En Maclovia (1948), la protagonista se ve impedida de siquiera mirar a su pretendiente, porque éste es pobrísimo. Aunque, a la larga, sin que su posesivo padre interviniese, no podría casarse con nadie: Maclovia es como un lingote de oro, o un diamante, en aquella isla azotada por la miseria física y espiritual. Una mujer cualquiera (1949) es, en realidad, una mujer diferente, quien a causa de un tinglado caprichoso del destino --el cual dispone de ella y un gangster en igual sitio y hora-- parece culpable de un homicidio que la marca para siempre. Río Escondido (1947) es el nombre del pueblo al que llega una maestra comprometida a muerte con su misión: sacar del analfabetismo y la sumisión a los fantasmas que lo habitan.
Ya en la segunda película de la Doña, María Eugenia (1943), queda inaugurada la galería de heroínas que guiará (o librará a su suerte) hacia la consumación de un cierto fatum, tan inevitable como interminable, a todas luces provocado por su esplendor femenino --y los sentimientos que sabe despertar a su alrededor. En otras palabras, su belleza es su perdición. El militar que hace y deshace a su antojo en el infernal Río Escondido queda prendado de la maestra flamante y, naturalmente, pretende pasar al retiro a su hasta ahora habitual querida, habitante de una casa que allí semeja un espejismo. Finalmente, la maestra, más allá de la indignación y a punto de ser ultrajada, mata al villano. Maclovia enciende la pasión de un oficial prepotente y racista. Con tal de poseerla, no le importa desertar, y mucho menos encarcelar por años al hombre que ella quiere bajo los cargos más absurdos, ejerciendo de juez y jurado en el proceso más sumario que pueda imaginarse. Luego, la convence de que huya con él, si desea la libertad de aquél. Maclovia accede y, según las convenciones bárbaras de la comunidad, es lapidada.

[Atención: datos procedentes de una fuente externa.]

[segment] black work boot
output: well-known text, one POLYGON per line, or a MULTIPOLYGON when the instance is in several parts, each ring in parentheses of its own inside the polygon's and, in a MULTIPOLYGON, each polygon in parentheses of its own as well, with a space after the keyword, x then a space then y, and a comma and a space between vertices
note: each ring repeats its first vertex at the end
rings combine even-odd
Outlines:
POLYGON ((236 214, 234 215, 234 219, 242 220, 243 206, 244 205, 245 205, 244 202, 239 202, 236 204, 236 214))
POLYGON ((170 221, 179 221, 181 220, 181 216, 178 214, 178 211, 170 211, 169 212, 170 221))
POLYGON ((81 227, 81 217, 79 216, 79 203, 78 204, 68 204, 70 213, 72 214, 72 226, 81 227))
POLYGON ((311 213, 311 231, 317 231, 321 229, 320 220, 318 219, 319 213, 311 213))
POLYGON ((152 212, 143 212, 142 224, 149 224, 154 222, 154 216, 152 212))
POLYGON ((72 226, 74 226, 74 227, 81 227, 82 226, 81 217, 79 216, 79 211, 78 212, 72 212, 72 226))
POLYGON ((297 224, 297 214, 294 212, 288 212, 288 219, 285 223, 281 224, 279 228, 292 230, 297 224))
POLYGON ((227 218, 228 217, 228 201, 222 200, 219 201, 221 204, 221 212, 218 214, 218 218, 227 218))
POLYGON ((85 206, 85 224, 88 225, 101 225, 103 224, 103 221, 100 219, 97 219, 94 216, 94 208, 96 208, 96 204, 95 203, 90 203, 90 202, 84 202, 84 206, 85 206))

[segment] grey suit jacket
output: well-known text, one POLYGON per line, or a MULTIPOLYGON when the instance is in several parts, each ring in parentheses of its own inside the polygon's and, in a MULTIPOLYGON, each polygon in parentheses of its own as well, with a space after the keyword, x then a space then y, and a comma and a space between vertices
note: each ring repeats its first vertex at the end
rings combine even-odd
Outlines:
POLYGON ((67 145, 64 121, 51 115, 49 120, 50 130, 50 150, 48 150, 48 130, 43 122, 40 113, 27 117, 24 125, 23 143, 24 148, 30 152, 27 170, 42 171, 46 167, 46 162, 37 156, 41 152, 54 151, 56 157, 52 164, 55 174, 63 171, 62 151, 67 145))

Maclovia permanece como un paradigma. Es una de las apariciones más memorables de María Félix, gracias en parte a la cámara de Gabriel Figueroa, quien junto con el director Emilio Fernández crea un relato rarísimo en su intensidad lírica. Y el gran villano del cine clásico mexicano Carlos López Moctezuma compone uno de sus mejores roles, el despreciable soldado que pierde la cabeza ante la asombrosa beldad indígena. Maclovia no tiene que morir para ser un personaje trágico.
La de Río Escondido es una interpretación tan lograda, que permite notar las posibilidades dramáticas desaprovechadas en nombre del glamour antes y después. En ella se aprecia la verdadera capacidad de la actriz, las alturas que podía alcanzar. Su escena en el palacio de gobierno, por mencionar sólo un momento, bastaría como prueba.
La maldición de la Doña se extiende a sus filmes, digamos, menos serios. Enamorada (1946), su primera y más conocida colaboración con el Indio Fernández, cuenta el amor que engendra en un oficial de la revolución la hija de uno de los terratenientes que ha de ejecutar. Esta vez, sin embargo, el obseso no es el venenoso sujeto que Moctezuma solía encarnar, sino alguien más presentable, y por eso luce el rostro de Pedro Armendáriz. Y lo más importante, la diva tiene un papel que no le exige un mayor esfuerzo de caracterización. Nos encontramos con una María Félix sin la debilidad de Maclovia, incluso sin una entera feminidad. Enamorada es menos seria porque transfigura, aun por anticipado, los episodios de asedio que sufre la actriz a través de una visión de su persona absolutamente más positiva.